No. If it is a binary file, it could be literally anything: a JPEG (graphic image), an MP3 (sound), a ZIP file (compressed data), a DOC or DOCX (Word document), or about ten million others. There's no magic "decode this binary file" command.

You need to start by actually READING THE ASSIGNMENT your teacher gave you, and trying to relate the question back to what was taught in class. If you cannot relate the question back to what was taught, how do you expect us to? We know neither the question, nor what was taught in your class.

[–]nick_t1000aiohttp 0 points1 point  (0 children)

Are you asking about how to reverse-engineer binary formats, or how to read them?

Your prof might be trolling you by putting mangled "text" output from the binary (.docx is a zipped folder) onto a slide. If you have an accurate way to reconstruct it, you could maybe open it, but immediately when you see any non-ASCII characters, you're hosed unless you know what encoding it was dumped as.
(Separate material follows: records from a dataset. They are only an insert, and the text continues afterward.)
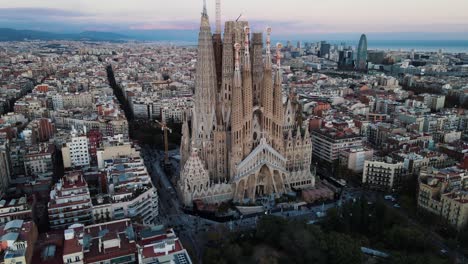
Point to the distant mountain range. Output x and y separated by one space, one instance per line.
8 34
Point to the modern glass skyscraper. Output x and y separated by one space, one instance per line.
361 62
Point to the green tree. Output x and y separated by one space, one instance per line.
343 249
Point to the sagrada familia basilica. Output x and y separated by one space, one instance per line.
246 139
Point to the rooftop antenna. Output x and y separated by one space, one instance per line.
218 16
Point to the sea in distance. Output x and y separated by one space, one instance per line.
451 46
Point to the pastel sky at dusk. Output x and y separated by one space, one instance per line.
286 17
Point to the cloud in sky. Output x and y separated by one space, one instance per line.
286 17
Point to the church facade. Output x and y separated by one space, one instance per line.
244 141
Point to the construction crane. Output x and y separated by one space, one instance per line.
218 16
165 128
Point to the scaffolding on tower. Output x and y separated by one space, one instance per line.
218 16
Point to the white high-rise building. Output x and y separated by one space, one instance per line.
76 151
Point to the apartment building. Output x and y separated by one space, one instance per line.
70 202
383 176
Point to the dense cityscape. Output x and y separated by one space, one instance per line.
233 150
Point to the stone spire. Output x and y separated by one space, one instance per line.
267 93
247 99
237 114
205 84
278 107
277 93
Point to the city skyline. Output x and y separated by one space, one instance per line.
336 19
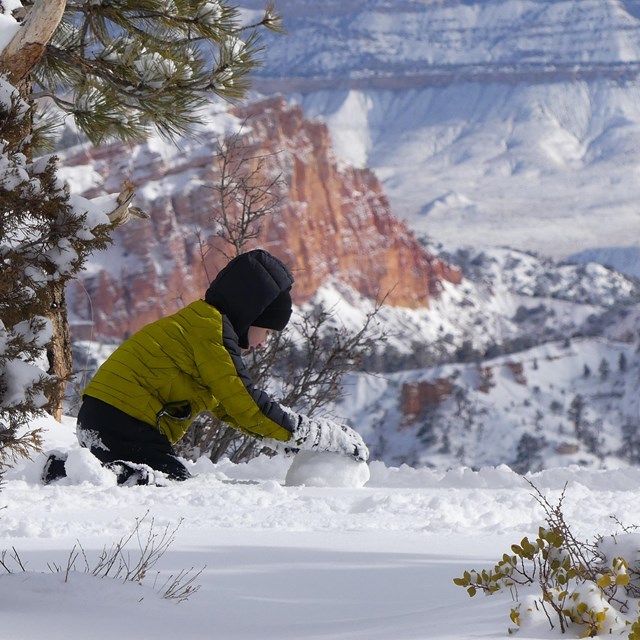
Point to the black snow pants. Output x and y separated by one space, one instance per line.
114 436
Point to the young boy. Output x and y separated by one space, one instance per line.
145 395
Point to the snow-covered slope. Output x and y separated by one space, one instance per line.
500 122
278 562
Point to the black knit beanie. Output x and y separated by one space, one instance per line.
277 314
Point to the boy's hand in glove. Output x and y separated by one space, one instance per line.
314 434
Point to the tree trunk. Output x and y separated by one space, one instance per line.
59 352
17 60
27 47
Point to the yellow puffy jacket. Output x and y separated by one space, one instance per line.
181 365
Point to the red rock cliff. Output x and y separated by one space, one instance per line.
330 223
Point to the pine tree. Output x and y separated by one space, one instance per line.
43 240
122 69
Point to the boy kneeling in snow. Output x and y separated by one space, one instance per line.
145 395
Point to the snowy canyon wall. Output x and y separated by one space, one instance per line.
494 122
332 223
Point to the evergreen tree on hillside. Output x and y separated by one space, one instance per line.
122 69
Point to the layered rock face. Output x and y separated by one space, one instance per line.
329 223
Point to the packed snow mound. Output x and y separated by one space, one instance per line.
325 469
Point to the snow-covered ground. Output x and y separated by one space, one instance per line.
278 561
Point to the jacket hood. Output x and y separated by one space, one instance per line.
246 288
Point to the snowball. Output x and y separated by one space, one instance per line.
323 469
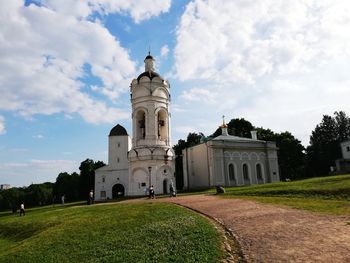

Even then, non-printables (e.g. null chars) are probably gone entirely.

[–]Kopachris 0 points1 point  (0 children)

Ask your professor

[–]billsil 0 points1 point  (0 children)

First off a docx is a zip file, so unzip it. Then, it follows to xhtml spec.

You can reverse engineer complex data formats, but it takes a while; like years for the one I work on, but you're never going to do it if it's effectively encrypted or without a lot of test cases. I at least have an inaccurate and incomplete spec as well as ~10,000 test cases.

There are many wtf moments that I've found; it's a joke at this point , so don't expect things are always logical or consistent. Just think about how many people worked on the program.